Members of the Adventist church in Tatalea—a four-hour drive south of Cairo, the capital city of Egypt— had prayed about their tumbledown old church building for a long time. 

Tatalea church first opened its doors for worshipers in 1966, providing a place of worship for both members and visitors for more than 50 years, and the church has been the birthplace for many Adventist pastors and workers in Egypt and other parts of the world. 

Kheir Boutros, who was born in Tatalea, is one such example. 

“It was these early church childhood experiences that have shaped my life in the past and continue to do so today,” said Boutros, associate treasurer of the Middle East and North Africa.

Notwithstanding the church’s positive history, one of the hindrances for this  church to reach out to the community was the aging church building. 

“The old building was ruined. The paint was falling from walls. It was in dreadful conditions,” said Johnny Nasrallah, secretary of the Egypt-Sudan Field (ESF). “The members needed a new building to attract the villagers to the church.” 

However, there were significant challenges to this goal. 

The church didn’t have enough funds to even start the work, and the building became too old for renovation.

Despite these hurdles, members of the Tatalea church and the ESF leaders never stopped praying for a decent building for worship and for community activities in Tatalea. 

In 2012 the church was able to start renovation because of a donation, and the old building was almost demolished for a new facility. However, the fund was not enough to keep driving the project, so the members had to stop the renovation. 

The situation brought discouragement, but, at the same time, it encouraged the church members to unite in prayer for the unfished work. 

In 2015 the Quiet Hour Ministry visited Tatalea.
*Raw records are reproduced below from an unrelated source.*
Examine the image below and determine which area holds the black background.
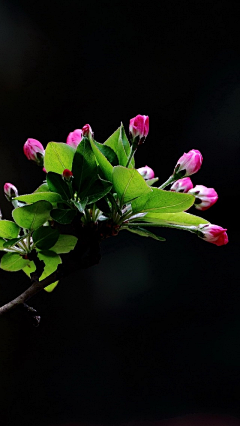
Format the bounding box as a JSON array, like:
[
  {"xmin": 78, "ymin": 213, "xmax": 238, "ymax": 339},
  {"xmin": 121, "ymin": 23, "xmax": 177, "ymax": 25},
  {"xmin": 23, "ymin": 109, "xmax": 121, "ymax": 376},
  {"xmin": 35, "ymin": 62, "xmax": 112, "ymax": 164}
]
[{"xmin": 0, "ymin": 0, "xmax": 240, "ymax": 426}]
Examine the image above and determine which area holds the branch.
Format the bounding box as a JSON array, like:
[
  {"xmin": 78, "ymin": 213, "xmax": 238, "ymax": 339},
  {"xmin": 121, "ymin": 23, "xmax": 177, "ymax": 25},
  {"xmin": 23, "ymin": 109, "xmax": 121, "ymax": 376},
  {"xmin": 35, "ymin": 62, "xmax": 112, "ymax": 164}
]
[
  {"xmin": 0, "ymin": 229, "xmax": 101, "ymax": 316},
  {"xmin": 0, "ymin": 270, "xmax": 60, "ymax": 316}
]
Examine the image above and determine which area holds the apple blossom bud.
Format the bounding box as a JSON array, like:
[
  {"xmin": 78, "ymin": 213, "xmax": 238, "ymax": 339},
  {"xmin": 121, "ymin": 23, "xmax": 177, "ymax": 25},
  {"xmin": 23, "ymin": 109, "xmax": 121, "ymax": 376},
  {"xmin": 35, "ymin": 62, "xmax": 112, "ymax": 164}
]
[
  {"xmin": 23, "ymin": 138, "xmax": 45, "ymax": 166},
  {"xmin": 3, "ymin": 183, "xmax": 18, "ymax": 201},
  {"xmin": 189, "ymin": 185, "xmax": 218, "ymax": 210},
  {"xmin": 129, "ymin": 114, "xmax": 149, "ymax": 145},
  {"xmin": 66, "ymin": 129, "xmax": 83, "ymax": 149},
  {"xmin": 82, "ymin": 124, "xmax": 93, "ymax": 138},
  {"xmin": 63, "ymin": 169, "xmax": 73, "ymax": 180},
  {"xmin": 197, "ymin": 223, "xmax": 228, "ymax": 246},
  {"xmin": 170, "ymin": 178, "xmax": 193, "ymax": 192},
  {"xmin": 173, "ymin": 149, "xmax": 203, "ymax": 178},
  {"xmin": 137, "ymin": 166, "xmax": 154, "ymax": 180}
]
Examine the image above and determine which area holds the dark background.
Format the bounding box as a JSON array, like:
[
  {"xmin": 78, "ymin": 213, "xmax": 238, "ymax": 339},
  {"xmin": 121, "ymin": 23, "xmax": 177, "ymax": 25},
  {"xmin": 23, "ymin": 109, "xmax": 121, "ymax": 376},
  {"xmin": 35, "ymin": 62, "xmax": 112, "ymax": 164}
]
[{"xmin": 0, "ymin": 0, "xmax": 240, "ymax": 426}]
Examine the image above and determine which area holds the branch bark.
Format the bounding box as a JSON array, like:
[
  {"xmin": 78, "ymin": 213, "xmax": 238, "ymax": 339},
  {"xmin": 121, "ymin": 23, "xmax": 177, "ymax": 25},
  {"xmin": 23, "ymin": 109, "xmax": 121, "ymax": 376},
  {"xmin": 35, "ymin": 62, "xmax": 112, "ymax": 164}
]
[
  {"xmin": 0, "ymin": 270, "xmax": 59, "ymax": 316},
  {"xmin": 0, "ymin": 221, "xmax": 101, "ymax": 316}
]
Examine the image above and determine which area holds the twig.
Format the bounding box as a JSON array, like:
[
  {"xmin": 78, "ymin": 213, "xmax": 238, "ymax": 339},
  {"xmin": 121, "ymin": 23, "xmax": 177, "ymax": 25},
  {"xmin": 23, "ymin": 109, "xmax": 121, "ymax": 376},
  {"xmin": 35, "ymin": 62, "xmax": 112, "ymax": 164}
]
[{"xmin": 0, "ymin": 270, "xmax": 60, "ymax": 316}]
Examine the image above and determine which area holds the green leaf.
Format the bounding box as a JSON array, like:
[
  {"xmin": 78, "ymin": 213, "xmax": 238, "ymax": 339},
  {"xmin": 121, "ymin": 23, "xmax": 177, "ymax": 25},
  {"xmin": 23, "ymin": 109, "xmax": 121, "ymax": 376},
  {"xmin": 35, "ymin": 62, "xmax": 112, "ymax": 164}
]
[
  {"xmin": 47, "ymin": 172, "xmax": 71, "ymax": 200},
  {"xmin": 32, "ymin": 226, "xmax": 59, "ymax": 250},
  {"xmin": 138, "ymin": 212, "xmax": 209, "ymax": 226},
  {"xmin": 51, "ymin": 234, "xmax": 78, "ymax": 254},
  {"xmin": 0, "ymin": 253, "xmax": 29, "ymax": 272},
  {"xmin": 71, "ymin": 198, "xmax": 88, "ymax": 213},
  {"xmin": 95, "ymin": 141, "xmax": 119, "ymax": 166},
  {"xmin": 0, "ymin": 238, "xmax": 6, "ymax": 250},
  {"xmin": 51, "ymin": 209, "xmax": 76, "ymax": 225},
  {"xmin": 124, "ymin": 226, "xmax": 166, "ymax": 241},
  {"xmin": 146, "ymin": 178, "xmax": 159, "ymax": 186},
  {"xmin": 90, "ymin": 140, "xmax": 113, "ymax": 182},
  {"xmin": 0, "ymin": 220, "xmax": 20, "ymax": 239},
  {"xmin": 22, "ymin": 250, "xmax": 62, "ymax": 292},
  {"xmin": 14, "ymin": 192, "xmax": 62, "ymax": 204},
  {"xmin": 113, "ymin": 166, "xmax": 152, "ymax": 205},
  {"xmin": 34, "ymin": 182, "xmax": 49, "ymax": 194},
  {"xmin": 44, "ymin": 142, "xmax": 75, "ymax": 175},
  {"xmin": 3, "ymin": 237, "xmax": 22, "ymax": 248},
  {"xmin": 12, "ymin": 201, "xmax": 52, "ymax": 231},
  {"xmin": 80, "ymin": 176, "xmax": 112, "ymax": 204},
  {"xmin": 104, "ymin": 124, "xmax": 134, "ymax": 167},
  {"xmin": 132, "ymin": 188, "xmax": 195, "ymax": 213},
  {"xmin": 72, "ymin": 138, "xmax": 97, "ymax": 195}
]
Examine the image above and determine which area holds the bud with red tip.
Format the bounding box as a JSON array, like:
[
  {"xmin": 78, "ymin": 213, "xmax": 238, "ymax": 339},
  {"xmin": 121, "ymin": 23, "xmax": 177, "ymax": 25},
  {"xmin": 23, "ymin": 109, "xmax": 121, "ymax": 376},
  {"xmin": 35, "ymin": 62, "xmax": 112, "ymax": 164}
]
[
  {"xmin": 129, "ymin": 114, "xmax": 149, "ymax": 145},
  {"xmin": 63, "ymin": 169, "xmax": 73, "ymax": 180},
  {"xmin": 137, "ymin": 166, "xmax": 154, "ymax": 180},
  {"xmin": 189, "ymin": 185, "xmax": 218, "ymax": 210},
  {"xmin": 82, "ymin": 124, "xmax": 93, "ymax": 138},
  {"xmin": 23, "ymin": 138, "xmax": 45, "ymax": 166},
  {"xmin": 3, "ymin": 183, "xmax": 18, "ymax": 201},
  {"xmin": 66, "ymin": 129, "xmax": 83, "ymax": 149},
  {"xmin": 197, "ymin": 223, "xmax": 228, "ymax": 246},
  {"xmin": 170, "ymin": 178, "xmax": 193, "ymax": 192},
  {"xmin": 173, "ymin": 149, "xmax": 203, "ymax": 178}
]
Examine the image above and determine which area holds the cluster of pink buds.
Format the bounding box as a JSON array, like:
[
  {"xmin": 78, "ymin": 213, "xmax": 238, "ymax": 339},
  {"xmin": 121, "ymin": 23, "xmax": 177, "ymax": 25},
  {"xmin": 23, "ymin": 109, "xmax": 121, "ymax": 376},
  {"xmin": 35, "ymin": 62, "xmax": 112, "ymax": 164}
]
[
  {"xmin": 198, "ymin": 223, "xmax": 228, "ymax": 246},
  {"xmin": 3, "ymin": 183, "xmax": 18, "ymax": 201},
  {"xmin": 173, "ymin": 149, "xmax": 203, "ymax": 180},
  {"xmin": 129, "ymin": 114, "xmax": 149, "ymax": 145}
]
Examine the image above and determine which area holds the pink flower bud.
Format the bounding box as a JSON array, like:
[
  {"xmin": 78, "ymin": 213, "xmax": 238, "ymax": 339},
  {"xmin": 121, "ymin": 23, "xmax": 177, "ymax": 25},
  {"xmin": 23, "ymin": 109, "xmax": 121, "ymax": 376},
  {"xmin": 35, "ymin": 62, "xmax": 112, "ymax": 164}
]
[
  {"xmin": 170, "ymin": 178, "xmax": 193, "ymax": 192},
  {"xmin": 173, "ymin": 149, "xmax": 203, "ymax": 177},
  {"xmin": 63, "ymin": 169, "xmax": 73, "ymax": 180},
  {"xmin": 66, "ymin": 129, "xmax": 83, "ymax": 149},
  {"xmin": 3, "ymin": 183, "xmax": 18, "ymax": 200},
  {"xmin": 198, "ymin": 223, "xmax": 228, "ymax": 246},
  {"xmin": 23, "ymin": 138, "xmax": 45, "ymax": 166},
  {"xmin": 137, "ymin": 166, "xmax": 154, "ymax": 180},
  {"xmin": 82, "ymin": 124, "xmax": 93, "ymax": 137},
  {"xmin": 189, "ymin": 185, "xmax": 218, "ymax": 210},
  {"xmin": 129, "ymin": 114, "xmax": 149, "ymax": 144}
]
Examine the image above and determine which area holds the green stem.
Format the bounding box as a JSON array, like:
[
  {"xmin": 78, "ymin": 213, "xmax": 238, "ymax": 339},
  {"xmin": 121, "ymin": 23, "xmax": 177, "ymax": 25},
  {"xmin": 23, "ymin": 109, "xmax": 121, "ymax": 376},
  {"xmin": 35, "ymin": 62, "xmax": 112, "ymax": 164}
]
[
  {"xmin": 123, "ymin": 221, "xmax": 198, "ymax": 234},
  {"xmin": 158, "ymin": 175, "xmax": 176, "ymax": 189},
  {"xmin": 126, "ymin": 145, "xmax": 137, "ymax": 167}
]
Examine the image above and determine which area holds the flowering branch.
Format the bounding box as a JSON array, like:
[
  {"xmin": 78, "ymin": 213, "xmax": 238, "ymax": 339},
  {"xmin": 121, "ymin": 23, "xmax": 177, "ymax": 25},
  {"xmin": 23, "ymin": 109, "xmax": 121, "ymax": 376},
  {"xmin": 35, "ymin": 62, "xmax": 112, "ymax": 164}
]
[{"xmin": 0, "ymin": 115, "xmax": 228, "ymax": 318}]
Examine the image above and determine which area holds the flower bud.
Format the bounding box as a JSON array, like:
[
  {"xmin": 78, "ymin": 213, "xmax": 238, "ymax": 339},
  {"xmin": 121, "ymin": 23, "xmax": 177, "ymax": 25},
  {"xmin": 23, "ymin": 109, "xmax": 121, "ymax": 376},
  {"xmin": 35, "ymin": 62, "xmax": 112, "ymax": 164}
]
[
  {"xmin": 66, "ymin": 129, "xmax": 83, "ymax": 149},
  {"xmin": 129, "ymin": 114, "xmax": 149, "ymax": 144},
  {"xmin": 189, "ymin": 185, "xmax": 218, "ymax": 210},
  {"xmin": 198, "ymin": 223, "xmax": 228, "ymax": 246},
  {"xmin": 137, "ymin": 166, "xmax": 154, "ymax": 180},
  {"xmin": 173, "ymin": 149, "xmax": 203, "ymax": 178},
  {"xmin": 82, "ymin": 124, "xmax": 93, "ymax": 138},
  {"xmin": 3, "ymin": 183, "xmax": 18, "ymax": 201},
  {"xmin": 170, "ymin": 178, "xmax": 193, "ymax": 192},
  {"xmin": 23, "ymin": 138, "xmax": 45, "ymax": 166},
  {"xmin": 63, "ymin": 169, "xmax": 73, "ymax": 180}
]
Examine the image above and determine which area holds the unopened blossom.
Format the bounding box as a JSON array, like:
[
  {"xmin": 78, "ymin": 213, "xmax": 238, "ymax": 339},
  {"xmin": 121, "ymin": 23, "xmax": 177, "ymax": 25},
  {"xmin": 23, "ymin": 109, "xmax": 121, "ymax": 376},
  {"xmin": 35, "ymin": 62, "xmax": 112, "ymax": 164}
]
[
  {"xmin": 198, "ymin": 223, "xmax": 228, "ymax": 246},
  {"xmin": 82, "ymin": 124, "xmax": 93, "ymax": 137},
  {"xmin": 23, "ymin": 138, "xmax": 45, "ymax": 166},
  {"xmin": 137, "ymin": 166, "xmax": 154, "ymax": 180},
  {"xmin": 3, "ymin": 183, "xmax": 18, "ymax": 200},
  {"xmin": 189, "ymin": 185, "xmax": 218, "ymax": 210},
  {"xmin": 173, "ymin": 149, "xmax": 203, "ymax": 178},
  {"xmin": 129, "ymin": 114, "xmax": 149, "ymax": 144},
  {"xmin": 66, "ymin": 129, "xmax": 83, "ymax": 149},
  {"xmin": 170, "ymin": 178, "xmax": 193, "ymax": 192},
  {"xmin": 63, "ymin": 169, "xmax": 73, "ymax": 180}
]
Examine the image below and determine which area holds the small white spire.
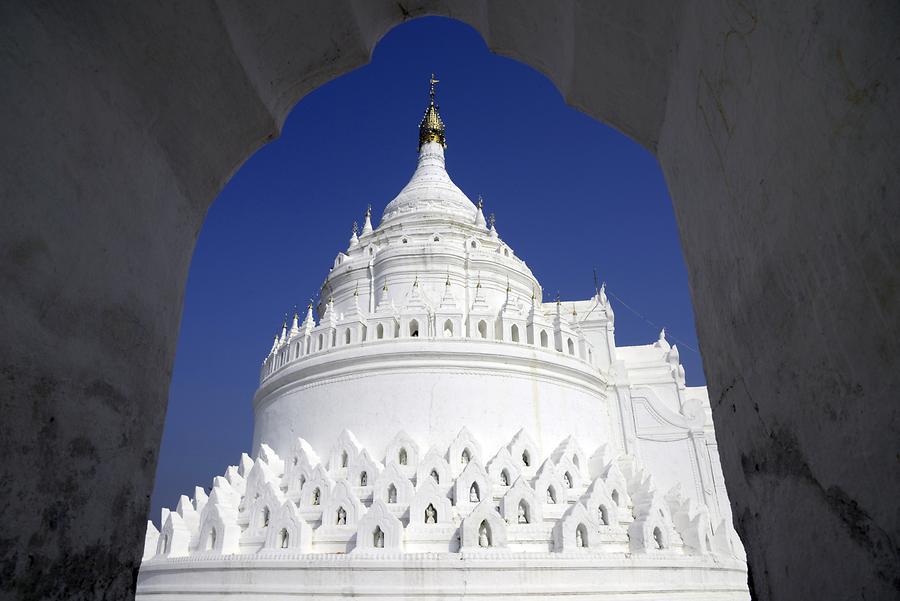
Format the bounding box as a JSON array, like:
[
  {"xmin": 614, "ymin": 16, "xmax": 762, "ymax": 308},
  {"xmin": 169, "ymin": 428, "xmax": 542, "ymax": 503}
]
[
  {"xmin": 360, "ymin": 205, "xmax": 372, "ymax": 236},
  {"xmin": 475, "ymin": 194, "xmax": 485, "ymax": 227}
]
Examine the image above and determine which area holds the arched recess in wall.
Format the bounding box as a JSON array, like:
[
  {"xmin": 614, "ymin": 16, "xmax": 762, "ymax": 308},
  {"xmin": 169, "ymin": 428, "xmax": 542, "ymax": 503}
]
[{"xmin": 154, "ymin": 9, "xmax": 704, "ymax": 580}]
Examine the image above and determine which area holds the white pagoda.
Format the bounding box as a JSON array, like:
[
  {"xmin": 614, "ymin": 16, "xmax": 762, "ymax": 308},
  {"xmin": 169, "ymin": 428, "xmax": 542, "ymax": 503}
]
[{"xmin": 137, "ymin": 78, "xmax": 749, "ymax": 601}]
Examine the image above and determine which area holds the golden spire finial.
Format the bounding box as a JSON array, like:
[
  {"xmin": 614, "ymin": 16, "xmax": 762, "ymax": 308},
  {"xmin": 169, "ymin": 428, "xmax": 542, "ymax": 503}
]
[
  {"xmin": 419, "ymin": 73, "xmax": 447, "ymax": 150},
  {"xmin": 430, "ymin": 73, "xmax": 441, "ymax": 104}
]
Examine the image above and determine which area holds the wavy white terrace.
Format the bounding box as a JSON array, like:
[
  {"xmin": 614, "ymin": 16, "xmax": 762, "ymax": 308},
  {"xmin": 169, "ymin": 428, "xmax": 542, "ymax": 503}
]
[{"xmin": 138, "ymin": 81, "xmax": 748, "ymax": 600}]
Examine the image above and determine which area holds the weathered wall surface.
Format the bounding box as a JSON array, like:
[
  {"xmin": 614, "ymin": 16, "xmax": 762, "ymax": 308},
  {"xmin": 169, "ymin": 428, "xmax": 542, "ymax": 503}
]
[
  {"xmin": 0, "ymin": 0, "xmax": 900, "ymax": 599},
  {"xmin": 658, "ymin": 1, "xmax": 900, "ymax": 599}
]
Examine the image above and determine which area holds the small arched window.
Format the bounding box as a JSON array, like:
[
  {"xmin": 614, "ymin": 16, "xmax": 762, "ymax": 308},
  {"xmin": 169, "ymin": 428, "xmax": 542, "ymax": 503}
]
[
  {"xmin": 388, "ymin": 483, "xmax": 397, "ymax": 503},
  {"xmin": 653, "ymin": 526, "xmax": 666, "ymax": 549},
  {"xmin": 517, "ymin": 499, "xmax": 531, "ymax": 524},
  {"xmin": 575, "ymin": 524, "xmax": 588, "ymax": 548}
]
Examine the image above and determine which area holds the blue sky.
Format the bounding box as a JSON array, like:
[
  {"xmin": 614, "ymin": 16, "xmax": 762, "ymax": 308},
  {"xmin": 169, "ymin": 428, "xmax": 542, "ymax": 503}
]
[{"xmin": 151, "ymin": 18, "xmax": 705, "ymax": 523}]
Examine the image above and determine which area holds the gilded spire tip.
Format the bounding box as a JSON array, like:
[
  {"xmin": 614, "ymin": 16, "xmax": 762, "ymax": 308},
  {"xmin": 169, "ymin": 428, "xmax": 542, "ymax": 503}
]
[{"xmin": 419, "ymin": 73, "xmax": 447, "ymax": 150}]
At the end of their trip led by Jim Neergaard, they gave a generous donation to help in restarting the renovation work. 

After that, amazingly, more donations began to flow from private donors, and finally, the church received enough funds to finish the renovation. 

In 2016 Wassef Aziz, a church member and engineer living in Cairo, happened to hear of the renovation in Tatalea and decided to volunteer for the work and to dedicate his time for getting the project done. Aziz made numerous trips and phone calls to help with the project until the church was ready for dedication. 

On the Sabbath of April 29, 2017, over a thousand people attended the dedication of the Tatalea church, including community leaders and government officials. 

Kleyton Feitosa, president of the Egypt-Sudan Field, praises God for the great number of donors who contributed to this long-time project, and he is ever mindful of the true purpose of the new building. 

“May this building be a place where people will find the blessed hope in Jesus,” said Feitosa.